The North Dakota Bonus

Carl Icahn, the billionaire corporate financier -- and sometime corporate take-over specialist -- has an op-ed in today's New York Times that points out "shareholder control" of public corporations is largely a myth. ["We're Not the Boss of A.I.G."]

"Under American corporate law," he writes, "share ownership does not count for much." That's why, he argues, lousy executives get showered with out-of-whack corporate salaries, perks, and bonuses like these and these and these, to take three of the latest examples.

The fact is, prevailing state laws almost everywhere -- except for North Dakota, it seems -- practically guarantee that corporations will be run like a banana republic, no matter who holds the shares:
The legal landscape is filled with devices designed by state legislators and courts to prevent shareholders from influencing how companies are run and so allow management free rein. Legal mechanisms known as poison pills, permitted under the laws of most states, effectively prohibit shareholders from accumulating a large position in a company or working with other large shareholders to influence the company.

Furthermore, public corporations may legally adopt a staggered board, whereby board members are grouped into classes, with each one representing about a third of the total number of directors, so that only one class comes up for election in a year.

This means that seriously shaking up a board would require at least two very expensive proxy contests over two years.

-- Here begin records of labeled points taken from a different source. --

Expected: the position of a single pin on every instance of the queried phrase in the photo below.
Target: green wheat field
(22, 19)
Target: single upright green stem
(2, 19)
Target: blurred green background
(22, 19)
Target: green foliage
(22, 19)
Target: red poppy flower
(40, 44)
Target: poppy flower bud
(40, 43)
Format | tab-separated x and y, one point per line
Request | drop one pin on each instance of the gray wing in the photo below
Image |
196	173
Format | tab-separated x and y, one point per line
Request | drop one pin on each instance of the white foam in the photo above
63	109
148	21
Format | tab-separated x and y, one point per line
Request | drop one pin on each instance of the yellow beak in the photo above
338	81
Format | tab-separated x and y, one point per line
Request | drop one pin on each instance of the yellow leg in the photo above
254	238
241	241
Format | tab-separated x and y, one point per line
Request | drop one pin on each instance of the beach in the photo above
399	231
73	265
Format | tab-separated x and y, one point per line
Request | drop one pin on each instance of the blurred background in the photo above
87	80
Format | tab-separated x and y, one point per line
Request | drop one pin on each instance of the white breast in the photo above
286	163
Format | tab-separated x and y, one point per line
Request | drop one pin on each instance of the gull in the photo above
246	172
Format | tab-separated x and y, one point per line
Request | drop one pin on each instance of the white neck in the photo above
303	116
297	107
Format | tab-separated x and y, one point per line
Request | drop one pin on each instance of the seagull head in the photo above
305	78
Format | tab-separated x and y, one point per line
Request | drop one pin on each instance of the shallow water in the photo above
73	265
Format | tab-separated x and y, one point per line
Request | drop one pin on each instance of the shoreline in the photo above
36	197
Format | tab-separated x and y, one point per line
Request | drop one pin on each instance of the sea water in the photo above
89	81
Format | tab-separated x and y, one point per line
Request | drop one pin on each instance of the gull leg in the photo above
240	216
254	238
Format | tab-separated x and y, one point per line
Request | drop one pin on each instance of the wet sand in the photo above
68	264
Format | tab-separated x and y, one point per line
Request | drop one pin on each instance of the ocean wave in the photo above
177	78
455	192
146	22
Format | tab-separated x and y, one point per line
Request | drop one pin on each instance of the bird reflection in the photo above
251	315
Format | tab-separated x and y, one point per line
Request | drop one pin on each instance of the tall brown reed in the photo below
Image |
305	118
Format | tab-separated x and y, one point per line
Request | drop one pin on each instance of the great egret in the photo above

And current state laws permit incumbent board members access to the corporate treasury, allowing them to spend millions of dollars, to hire lawyers and public relations firms, run ads and mail materials to prevent shareholders from adding their designees to the board of directors.
Long-standing special federal tax breaks and a willfully toothless SEC also tilt the field decidedly in favor of greedy execs and their hand-picked pals on the board.

To be sure, Icahn has a large personal interest in taking out some corporate executives. Nevertheless, we like his proposals to "re-enfranchise" shareholders by permitting "proxy access" and "say on pay."

At bottom, they are only small-d democratic reforms. By themselves, they don't eliminate executive avarice or erase the incestuous relationships that predictably grow up between board members and executives; no more so than democracy itself ensures our political leaders will be bright and honest.

But, as Eric Johnson pointed out recently, often it is enough to have "the risk of being fired by shareholders" on the minds of CEOs and board members. What's more, if corporate executives and their board member buddies keep compensation within reasonable limits, their real bonus could be they don't have to move to North Dakota.